Well, it does also prevent the data loss from happening ;) This data
loss is not a hypothetical problem; we had bug reports from users
affected by it.
> Why not simply letting the developer decide when to enable or disable
> it with a constructor boolean parameter?
>
> My company sells multimedia web applications normally handling over
> 10000 files over various models.
> I am sorry to say that but to me the idea of running a cron job to
> remove orphaned files does not seam to be practical. Shall I make a
> query for each file?
I don't see why that would be necessary. One query for each model
containing one or more FileFields is enough to build a list of the files
that ought to exist, and any file not in that list can presumably be
removed.
> The roll back data loss problem could have been solved by copying the
> file into a temporary file and by restoring it if necessary.
Emulating the transactional behavior of a relational database is not
that trivial. We considered this approach carefully and decided that if
we tried to go down that road, we'd be continually finding and fixing
edge-case bugs in it, and any bug in it would be likely to be a
data-loss bug. Deleting files when we can't be sure it's the right thing
to do is a very dangerous business to be in.
> Am I the only one who would like to see the previous behaviour
> restored? Can we at least re-enable this feature from the file-field
> constructor?
If you want the previous behavior, it's not at all difficult to restore
it with a post-save signal handler. You can make your own trivial
subclass of FileField that attaches this post-save handler in the
contribute_to_class method: that's precisely what FileField used to do.
Carl
I'm sorry this caused an problem for you. Hopefully it's not *too* big
a deal: a FileField subclass along the lines Carl suggested should be
able to provide the same behavior has you've seen before at minimal
effort. I'd do something like: https://gist.github.com/889692.
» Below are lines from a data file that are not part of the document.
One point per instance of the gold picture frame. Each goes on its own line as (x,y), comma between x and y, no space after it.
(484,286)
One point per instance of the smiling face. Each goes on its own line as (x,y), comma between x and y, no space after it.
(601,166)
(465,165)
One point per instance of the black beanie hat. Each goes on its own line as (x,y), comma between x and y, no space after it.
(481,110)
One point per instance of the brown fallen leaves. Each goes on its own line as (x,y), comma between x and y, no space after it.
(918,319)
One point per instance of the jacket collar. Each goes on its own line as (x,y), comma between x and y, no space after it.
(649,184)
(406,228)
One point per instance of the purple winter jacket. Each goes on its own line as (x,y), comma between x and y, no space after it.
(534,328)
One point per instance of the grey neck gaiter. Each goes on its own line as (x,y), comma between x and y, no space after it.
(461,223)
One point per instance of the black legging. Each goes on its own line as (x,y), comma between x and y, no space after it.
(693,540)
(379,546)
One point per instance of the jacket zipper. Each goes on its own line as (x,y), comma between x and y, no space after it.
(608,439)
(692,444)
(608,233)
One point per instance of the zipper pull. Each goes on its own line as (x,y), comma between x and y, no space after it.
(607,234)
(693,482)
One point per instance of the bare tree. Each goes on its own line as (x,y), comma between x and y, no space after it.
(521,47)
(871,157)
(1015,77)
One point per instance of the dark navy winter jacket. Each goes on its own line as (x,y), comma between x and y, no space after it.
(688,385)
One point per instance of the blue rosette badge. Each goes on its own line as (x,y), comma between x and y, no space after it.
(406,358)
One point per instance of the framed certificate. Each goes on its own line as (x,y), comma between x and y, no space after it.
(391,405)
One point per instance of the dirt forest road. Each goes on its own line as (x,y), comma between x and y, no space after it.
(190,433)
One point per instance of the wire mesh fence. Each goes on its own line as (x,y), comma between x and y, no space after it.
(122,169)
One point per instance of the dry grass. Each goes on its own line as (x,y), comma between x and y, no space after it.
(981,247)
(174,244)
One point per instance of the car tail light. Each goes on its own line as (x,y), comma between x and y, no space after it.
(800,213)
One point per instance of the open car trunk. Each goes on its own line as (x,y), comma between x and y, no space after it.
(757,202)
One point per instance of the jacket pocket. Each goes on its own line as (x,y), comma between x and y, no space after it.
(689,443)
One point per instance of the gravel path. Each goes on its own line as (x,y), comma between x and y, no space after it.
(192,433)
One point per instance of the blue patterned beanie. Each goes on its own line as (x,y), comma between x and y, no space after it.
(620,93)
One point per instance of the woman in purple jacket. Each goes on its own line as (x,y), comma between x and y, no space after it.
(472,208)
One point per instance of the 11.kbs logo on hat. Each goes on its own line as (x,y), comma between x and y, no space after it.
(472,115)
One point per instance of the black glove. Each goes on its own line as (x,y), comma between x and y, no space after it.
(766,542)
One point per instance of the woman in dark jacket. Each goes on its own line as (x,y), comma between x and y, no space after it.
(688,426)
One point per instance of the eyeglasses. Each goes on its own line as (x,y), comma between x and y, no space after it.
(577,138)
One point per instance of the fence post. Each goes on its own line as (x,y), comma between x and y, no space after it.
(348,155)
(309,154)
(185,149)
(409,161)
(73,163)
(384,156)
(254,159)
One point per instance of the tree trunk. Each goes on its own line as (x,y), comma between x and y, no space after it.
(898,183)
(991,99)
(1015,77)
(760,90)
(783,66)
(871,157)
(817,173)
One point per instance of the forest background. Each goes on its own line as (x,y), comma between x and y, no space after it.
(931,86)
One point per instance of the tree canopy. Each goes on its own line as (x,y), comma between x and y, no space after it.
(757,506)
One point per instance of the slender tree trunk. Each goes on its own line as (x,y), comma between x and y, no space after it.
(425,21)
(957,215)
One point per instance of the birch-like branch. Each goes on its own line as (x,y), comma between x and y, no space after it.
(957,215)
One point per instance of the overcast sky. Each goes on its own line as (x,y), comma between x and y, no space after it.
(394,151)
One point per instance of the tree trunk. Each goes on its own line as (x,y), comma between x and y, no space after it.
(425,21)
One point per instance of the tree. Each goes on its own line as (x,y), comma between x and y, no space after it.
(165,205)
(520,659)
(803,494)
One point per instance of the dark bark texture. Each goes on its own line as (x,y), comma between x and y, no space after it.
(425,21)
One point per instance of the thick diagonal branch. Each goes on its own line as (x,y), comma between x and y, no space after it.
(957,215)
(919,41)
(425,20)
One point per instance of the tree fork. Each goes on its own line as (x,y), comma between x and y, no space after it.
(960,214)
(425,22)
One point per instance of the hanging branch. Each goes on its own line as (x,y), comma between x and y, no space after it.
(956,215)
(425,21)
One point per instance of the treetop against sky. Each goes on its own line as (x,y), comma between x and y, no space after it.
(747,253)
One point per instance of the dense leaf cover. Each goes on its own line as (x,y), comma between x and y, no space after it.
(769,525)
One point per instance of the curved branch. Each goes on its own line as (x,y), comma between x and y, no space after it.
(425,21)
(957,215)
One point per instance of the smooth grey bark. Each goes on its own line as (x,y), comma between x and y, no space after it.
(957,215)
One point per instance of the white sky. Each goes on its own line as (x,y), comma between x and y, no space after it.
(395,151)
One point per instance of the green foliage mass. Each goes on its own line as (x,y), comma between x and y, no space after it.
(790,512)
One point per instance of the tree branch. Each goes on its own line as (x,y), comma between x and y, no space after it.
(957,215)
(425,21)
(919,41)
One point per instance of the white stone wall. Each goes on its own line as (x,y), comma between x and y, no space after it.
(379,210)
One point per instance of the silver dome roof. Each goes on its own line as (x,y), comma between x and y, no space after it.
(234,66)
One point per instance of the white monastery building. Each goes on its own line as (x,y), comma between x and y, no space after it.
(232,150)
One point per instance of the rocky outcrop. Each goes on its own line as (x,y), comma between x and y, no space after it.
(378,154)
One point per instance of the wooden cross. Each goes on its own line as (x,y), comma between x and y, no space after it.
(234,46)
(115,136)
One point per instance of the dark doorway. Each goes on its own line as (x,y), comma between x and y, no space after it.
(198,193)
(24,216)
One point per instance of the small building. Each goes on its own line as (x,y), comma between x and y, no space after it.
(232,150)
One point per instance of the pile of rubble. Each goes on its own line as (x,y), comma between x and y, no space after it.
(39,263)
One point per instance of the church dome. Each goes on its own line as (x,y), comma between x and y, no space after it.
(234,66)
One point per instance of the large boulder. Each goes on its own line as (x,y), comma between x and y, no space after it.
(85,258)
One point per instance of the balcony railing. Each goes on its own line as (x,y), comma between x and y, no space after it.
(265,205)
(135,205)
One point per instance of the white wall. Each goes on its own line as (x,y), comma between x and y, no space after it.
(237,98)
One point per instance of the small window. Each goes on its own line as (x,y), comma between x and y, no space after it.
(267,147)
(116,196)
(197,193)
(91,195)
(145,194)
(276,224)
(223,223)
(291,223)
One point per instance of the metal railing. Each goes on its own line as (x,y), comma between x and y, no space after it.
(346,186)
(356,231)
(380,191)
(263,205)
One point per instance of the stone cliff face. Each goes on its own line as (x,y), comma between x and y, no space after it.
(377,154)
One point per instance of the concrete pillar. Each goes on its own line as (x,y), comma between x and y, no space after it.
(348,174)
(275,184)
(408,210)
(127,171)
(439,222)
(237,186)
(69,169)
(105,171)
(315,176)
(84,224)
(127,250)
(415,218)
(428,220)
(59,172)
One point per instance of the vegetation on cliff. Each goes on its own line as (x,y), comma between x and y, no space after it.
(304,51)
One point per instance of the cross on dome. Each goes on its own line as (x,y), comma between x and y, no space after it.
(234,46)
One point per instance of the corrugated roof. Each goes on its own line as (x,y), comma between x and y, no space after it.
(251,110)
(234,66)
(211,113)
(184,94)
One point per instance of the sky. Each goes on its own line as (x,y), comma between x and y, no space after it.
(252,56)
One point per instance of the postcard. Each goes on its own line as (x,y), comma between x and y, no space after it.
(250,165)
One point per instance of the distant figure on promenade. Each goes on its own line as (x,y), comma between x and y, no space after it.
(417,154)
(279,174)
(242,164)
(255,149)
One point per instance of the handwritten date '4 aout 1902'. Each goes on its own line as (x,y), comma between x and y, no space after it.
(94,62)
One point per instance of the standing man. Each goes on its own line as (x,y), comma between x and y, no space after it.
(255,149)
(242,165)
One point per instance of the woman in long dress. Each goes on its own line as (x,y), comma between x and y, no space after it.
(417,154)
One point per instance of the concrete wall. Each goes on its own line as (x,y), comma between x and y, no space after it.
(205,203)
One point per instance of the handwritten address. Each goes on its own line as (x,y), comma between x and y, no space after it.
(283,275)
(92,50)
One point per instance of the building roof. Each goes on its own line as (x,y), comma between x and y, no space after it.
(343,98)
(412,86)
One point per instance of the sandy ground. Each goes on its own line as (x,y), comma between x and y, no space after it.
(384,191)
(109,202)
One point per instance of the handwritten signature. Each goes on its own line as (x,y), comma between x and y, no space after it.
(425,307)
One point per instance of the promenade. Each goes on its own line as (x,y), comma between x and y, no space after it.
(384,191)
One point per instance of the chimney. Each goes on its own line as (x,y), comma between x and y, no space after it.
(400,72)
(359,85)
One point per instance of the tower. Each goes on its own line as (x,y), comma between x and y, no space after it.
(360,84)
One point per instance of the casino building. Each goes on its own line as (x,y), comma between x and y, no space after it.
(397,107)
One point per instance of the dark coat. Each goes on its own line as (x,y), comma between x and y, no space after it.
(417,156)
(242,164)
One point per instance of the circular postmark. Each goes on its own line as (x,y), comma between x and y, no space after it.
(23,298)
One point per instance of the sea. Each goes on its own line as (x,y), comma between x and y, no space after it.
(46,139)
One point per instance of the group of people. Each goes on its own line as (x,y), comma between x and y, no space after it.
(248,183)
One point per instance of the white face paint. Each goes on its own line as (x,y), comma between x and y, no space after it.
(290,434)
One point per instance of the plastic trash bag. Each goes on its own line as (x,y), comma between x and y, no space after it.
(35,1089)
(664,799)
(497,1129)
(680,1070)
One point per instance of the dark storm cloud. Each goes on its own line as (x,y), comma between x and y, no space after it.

But just for the record, we're pretty much always going to make calls
like this. Data loss is one of the few places I'm happy to break
backwards compatibility. When it comes down to unexpected data
retention versus unexpected data loss we're always going to try to err
on the site of retention. Too much data's easy to deal with: delete
some stuff. But lost data means a trip to the backups if you're lucky,
and a really bad day (or week, or month, ...) if you're not.
Jacob
This is correct -- but this is only a problem if you were affected by
the previous issue. That's not necessarily the case. This is a
situation where Django has to work for *every* case, but it's entirely
possible that one specific site may not be affected. We have to err on
the side of caution because we support everyone's usage, not just one
particular use pattern.
> Having a maintenance job deleting file not listed will require a
> serious maintenance.
> Suppose a developer adding a file field and forgetting to update the
> maintenance script will cause all the file of that field to be
> deleted.
> Files which for a bad design are in the same folder as the file
> pointed by the file field will be removed.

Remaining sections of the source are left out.